THE GC REDEMPTION CANIDATES
With the absence of time trial kilometers, this is a race that should suit the punchy climbers. The favorite of that category has to be Simon Yates, who will be looking to avenge his pyrrhic victory at the Giro. If he’s even close to the form that he showed in stages 1 through 18, he’ll be tough to beat.
Speaking of form, Michal Kwiatkowski seemed to be in fine vintage at the Tour. He filled the Kiryienka terminator role nicely, and looked more like the T-1000 as he shredded the peloton for Sky while barely breaking a sweat. He’ll be the patriotic favorite and will be looking to unleash his pent up domestique rage.
Since being promoted to the top level of the sport, no rider has won Poland more than once. Dylan Teuns does not seem destined to break that pattern. Besides a 6th place finish at Paris-Nice, he’s looked well below the raging run of form that he had last year. He’s also now in a lame duck contract with BMC after signing for Bah-Meh for next year, which may temper his motivation.
Remember back in February when Alexey Lutsenko tricked many vds players with his performance in Oman? Well, I don’t want to raise your hopes too much, but he’s started to look like that early season rider again. While the Kazakh championship that he won wasn’t the most competitive, he looked explosive in Austria, even though the mountains were a little too high to give him a chance at the GC. The course in Poland should suit him much better.
“Where’s Wallace at?” isn’t just a quote from The Wire. It’s also what the tifosi have been asking regarding Fabio Aru this season after he’s been all but invisible in every race he’s entered. The answer to that question was in Wallonia last week for some reason and in Poland this week.

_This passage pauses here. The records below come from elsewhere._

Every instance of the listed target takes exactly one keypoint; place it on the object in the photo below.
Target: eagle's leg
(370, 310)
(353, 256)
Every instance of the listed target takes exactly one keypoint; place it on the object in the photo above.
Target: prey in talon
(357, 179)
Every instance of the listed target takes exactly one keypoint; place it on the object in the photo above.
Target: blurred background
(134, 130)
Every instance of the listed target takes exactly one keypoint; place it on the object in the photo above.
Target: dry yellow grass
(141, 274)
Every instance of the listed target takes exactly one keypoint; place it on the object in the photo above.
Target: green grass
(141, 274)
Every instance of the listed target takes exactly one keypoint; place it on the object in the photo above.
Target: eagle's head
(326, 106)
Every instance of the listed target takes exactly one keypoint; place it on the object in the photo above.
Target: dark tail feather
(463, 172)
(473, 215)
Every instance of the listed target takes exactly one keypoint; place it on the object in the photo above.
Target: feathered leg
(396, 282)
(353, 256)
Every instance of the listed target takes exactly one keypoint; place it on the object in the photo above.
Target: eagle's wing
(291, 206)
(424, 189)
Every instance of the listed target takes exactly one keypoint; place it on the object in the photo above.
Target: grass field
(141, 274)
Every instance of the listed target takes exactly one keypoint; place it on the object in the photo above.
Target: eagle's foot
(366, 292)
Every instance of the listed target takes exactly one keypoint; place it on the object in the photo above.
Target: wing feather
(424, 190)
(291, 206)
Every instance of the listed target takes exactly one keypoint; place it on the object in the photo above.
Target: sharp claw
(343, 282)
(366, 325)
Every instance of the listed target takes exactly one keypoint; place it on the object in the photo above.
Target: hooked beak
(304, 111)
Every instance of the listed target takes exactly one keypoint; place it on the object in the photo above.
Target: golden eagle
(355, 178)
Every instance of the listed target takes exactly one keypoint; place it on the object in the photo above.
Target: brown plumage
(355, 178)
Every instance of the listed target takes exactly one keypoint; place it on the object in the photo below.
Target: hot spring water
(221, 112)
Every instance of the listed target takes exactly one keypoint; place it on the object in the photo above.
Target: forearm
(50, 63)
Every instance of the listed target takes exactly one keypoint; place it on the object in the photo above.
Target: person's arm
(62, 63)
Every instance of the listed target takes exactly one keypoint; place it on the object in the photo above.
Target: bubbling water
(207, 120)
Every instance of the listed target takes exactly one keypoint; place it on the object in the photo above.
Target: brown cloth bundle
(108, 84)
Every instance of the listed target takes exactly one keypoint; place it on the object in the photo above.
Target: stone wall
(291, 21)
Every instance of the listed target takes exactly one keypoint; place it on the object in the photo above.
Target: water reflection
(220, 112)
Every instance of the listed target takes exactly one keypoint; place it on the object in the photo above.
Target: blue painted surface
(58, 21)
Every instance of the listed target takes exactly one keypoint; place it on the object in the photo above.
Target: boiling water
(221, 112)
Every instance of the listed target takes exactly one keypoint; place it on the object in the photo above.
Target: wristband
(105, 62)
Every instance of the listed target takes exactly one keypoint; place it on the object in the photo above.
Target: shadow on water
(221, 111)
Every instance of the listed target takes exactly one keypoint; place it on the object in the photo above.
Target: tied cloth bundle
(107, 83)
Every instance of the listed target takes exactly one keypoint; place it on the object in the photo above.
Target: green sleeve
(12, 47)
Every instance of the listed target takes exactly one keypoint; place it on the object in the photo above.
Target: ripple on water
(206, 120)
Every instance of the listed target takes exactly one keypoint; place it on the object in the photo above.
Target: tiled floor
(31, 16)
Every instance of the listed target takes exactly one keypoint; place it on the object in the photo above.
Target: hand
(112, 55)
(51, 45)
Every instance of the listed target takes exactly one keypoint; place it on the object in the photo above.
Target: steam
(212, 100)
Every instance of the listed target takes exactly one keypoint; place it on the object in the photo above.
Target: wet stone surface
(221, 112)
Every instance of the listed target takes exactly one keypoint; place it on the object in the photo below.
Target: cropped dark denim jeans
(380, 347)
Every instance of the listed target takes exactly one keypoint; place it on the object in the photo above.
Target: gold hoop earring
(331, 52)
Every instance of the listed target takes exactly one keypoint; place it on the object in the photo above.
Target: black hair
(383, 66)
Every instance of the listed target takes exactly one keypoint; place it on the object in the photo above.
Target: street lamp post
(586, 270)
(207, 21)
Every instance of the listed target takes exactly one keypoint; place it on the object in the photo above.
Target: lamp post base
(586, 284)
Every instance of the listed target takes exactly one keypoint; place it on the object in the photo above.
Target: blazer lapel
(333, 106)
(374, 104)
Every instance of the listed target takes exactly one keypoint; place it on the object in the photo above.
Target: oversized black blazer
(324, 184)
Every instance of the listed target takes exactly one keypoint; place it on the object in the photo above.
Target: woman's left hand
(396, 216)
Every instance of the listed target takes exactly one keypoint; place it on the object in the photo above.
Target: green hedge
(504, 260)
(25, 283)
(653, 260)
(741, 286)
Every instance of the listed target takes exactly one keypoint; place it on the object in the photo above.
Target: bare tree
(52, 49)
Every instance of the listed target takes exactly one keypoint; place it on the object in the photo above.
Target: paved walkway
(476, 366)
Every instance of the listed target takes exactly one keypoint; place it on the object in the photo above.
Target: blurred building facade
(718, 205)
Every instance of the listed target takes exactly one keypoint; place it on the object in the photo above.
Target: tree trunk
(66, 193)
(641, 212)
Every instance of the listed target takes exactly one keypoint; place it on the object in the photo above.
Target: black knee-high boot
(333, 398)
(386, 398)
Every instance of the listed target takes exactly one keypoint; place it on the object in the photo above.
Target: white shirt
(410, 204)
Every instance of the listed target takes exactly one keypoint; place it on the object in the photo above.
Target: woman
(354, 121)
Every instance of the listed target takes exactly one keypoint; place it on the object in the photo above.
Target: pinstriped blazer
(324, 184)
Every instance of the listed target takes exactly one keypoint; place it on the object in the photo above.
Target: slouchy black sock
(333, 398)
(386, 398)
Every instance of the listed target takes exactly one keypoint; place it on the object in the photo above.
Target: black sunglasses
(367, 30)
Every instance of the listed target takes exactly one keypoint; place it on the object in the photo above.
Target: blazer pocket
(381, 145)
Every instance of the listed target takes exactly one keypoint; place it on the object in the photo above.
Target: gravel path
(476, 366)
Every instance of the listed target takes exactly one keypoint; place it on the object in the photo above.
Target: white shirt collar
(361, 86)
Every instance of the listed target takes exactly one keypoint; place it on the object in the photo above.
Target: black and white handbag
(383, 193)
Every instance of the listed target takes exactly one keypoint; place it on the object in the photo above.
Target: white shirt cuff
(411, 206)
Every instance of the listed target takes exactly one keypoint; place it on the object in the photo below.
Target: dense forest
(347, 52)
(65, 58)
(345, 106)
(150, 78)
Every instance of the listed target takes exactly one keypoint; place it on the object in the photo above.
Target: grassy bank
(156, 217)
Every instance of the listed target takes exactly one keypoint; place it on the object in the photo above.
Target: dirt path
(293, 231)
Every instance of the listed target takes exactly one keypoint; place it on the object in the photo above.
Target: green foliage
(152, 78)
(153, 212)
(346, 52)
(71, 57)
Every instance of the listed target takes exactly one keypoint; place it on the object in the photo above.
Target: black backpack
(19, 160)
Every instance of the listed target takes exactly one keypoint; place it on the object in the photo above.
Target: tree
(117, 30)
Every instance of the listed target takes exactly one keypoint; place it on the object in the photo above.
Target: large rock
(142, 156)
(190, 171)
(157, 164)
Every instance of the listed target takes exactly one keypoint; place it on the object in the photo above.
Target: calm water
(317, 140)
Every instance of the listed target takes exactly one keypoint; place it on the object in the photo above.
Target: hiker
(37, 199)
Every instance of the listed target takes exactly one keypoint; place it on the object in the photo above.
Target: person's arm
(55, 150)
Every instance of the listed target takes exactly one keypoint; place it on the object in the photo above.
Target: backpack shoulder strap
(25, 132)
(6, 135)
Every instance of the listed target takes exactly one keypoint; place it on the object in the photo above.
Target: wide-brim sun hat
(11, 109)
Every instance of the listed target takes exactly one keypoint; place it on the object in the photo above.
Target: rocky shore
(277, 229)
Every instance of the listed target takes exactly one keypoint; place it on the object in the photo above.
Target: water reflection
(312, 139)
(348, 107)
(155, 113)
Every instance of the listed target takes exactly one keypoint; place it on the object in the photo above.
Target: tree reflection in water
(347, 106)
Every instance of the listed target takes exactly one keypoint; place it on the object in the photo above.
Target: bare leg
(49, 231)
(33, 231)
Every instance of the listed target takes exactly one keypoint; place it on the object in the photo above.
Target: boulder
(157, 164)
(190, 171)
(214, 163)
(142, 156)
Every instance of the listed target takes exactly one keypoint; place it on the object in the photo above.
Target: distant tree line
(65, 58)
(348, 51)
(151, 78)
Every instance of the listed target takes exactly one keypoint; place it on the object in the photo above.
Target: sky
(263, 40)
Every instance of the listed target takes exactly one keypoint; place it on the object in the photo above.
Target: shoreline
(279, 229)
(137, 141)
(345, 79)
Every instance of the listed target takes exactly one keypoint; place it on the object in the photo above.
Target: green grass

Thibaut Pinot was left a broken man after his torrid love affair with Italy ended badly. He’s now back on the market and looking for a new country to settle down with, though I’m not sure if Poland is his type.
Speaking of love affairs with countries, Rui Costa and Simon Spilak were in a love triangle with Switzerland but both got dumped this year. The course this year has some Swiss tendencies, which both might find to their liking.
The list of potential winners at this race is long. Here’s a few more of them: Alberto Bettiol, Rohan Dennis, Dries Devenyns, Michael Albasini, Roman Kreuziger, Emanuel Buchmann, Davide Formolo, Peter Kennaugh, Patrick Konrad, Sergio Henao, Carlos Betancur, Richard Carapaz, Giovanni Visconti, Enrico Gasparotto, Moreno Moser, Jan Bakelants, Sam Oomen, George Bennett, Gianluca Brambilla, Fabio Felline, Ruben Guerreiro.